SCIENCE - Il y a un problème en France avec AstraZeneca. Seules 25% des doses livrées par le laboratoire britannique ont été utilisées dans l’Hexagone à la date du dimanche 28 février. À titre de comparaison, 82% des vaccins Pfizer/Biontech disponibles ont été injectés. Un phénomène difficile à digérer alors que la vaccination est une priorité affichée et notre principale arme pour endiguer l’épidémie de Covid-19.

Pour l’expliquer, il faut déjà se souvenir qu’AstraZeneca est disponible depuis moins longtemps et qu’il y a toujours un temps d’adaptation logistique à chaque introduction d’un nouveau vaccin. Il faut également rappeler que le vaccin développé en partenariat avec l’université d’Oxford a connu moult péripéties lors de son arrivée en Europe.

Des rebondissements multiples, auxquels Emmanuel Macron a pris part, et qui ont possiblement érodé la confiance des Européens et des Français.

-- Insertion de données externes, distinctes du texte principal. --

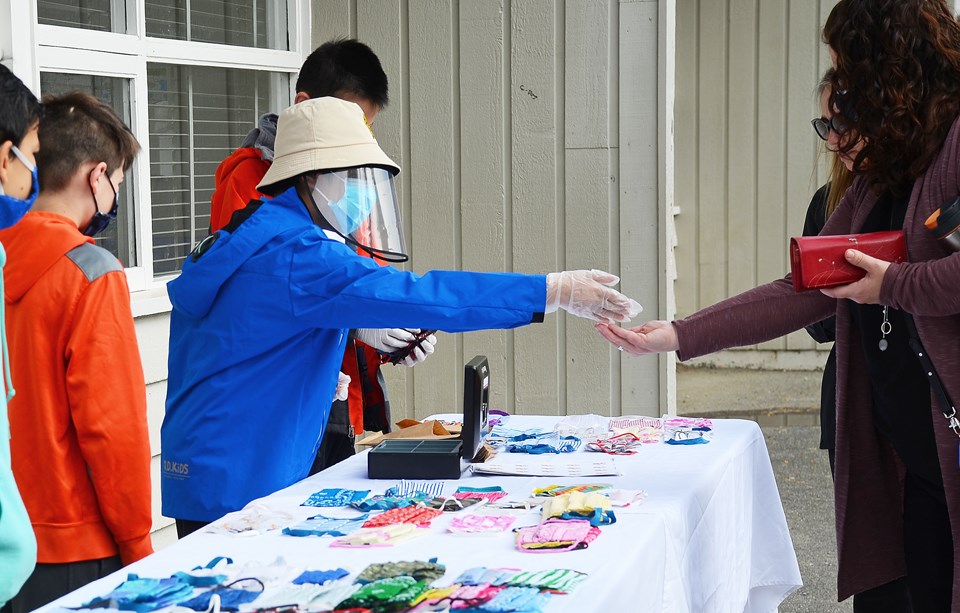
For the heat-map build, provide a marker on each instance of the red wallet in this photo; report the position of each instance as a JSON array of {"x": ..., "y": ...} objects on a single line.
[{"x": 817, "y": 261}]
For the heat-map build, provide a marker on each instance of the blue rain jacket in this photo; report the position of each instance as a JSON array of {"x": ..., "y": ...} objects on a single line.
[{"x": 257, "y": 335}]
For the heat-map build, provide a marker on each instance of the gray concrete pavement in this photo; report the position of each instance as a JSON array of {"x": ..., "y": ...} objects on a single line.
[{"x": 786, "y": 405}]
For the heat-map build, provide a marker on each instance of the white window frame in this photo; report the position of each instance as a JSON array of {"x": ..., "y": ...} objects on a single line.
[{"x": 29, "y": 48}]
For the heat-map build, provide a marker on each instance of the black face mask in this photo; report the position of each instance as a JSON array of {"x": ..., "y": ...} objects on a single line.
[{"x": 100, "y": 221}]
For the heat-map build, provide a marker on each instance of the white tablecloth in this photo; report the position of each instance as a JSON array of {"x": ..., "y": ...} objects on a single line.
[{"x": 711, "y": 535}]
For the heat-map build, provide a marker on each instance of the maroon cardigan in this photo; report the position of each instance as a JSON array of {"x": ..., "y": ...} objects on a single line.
[{"x": 868, "y": 486}]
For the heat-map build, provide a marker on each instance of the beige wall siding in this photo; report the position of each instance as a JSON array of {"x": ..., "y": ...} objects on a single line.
[
  {"x": 747, "y": 158},
  {"x": 508, "y": 118},
  {"x": 529, "y": 134}
]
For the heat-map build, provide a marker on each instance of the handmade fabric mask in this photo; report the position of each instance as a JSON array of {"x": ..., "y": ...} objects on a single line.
[
  {"x": 556, "y": 535},
  {"x": 13, "y": 209}
]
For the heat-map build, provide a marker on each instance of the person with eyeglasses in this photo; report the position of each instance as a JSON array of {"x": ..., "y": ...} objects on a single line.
[
  {"x": 897, "y": 482},
  {"x": 892, "y": 597},
  {"x": 20, "y": 113},
  {"x": 78, "y": 422}
]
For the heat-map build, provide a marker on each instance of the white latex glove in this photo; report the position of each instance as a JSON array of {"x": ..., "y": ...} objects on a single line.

Une vaccination en deux temps

Très concrètement, ce stock inutilisé a deux causes principales et distinctes, a précisé le ministère de la Santé ce mardi 2 mars. D’abord, le vaccin n’est disponible pour le grand public (âgé de 50 à 64 ans et avec des comorbidités) que depuis le milieu de la semaine dernière. Jusque-là, il était réservé aux soignants, sans critère d’âge.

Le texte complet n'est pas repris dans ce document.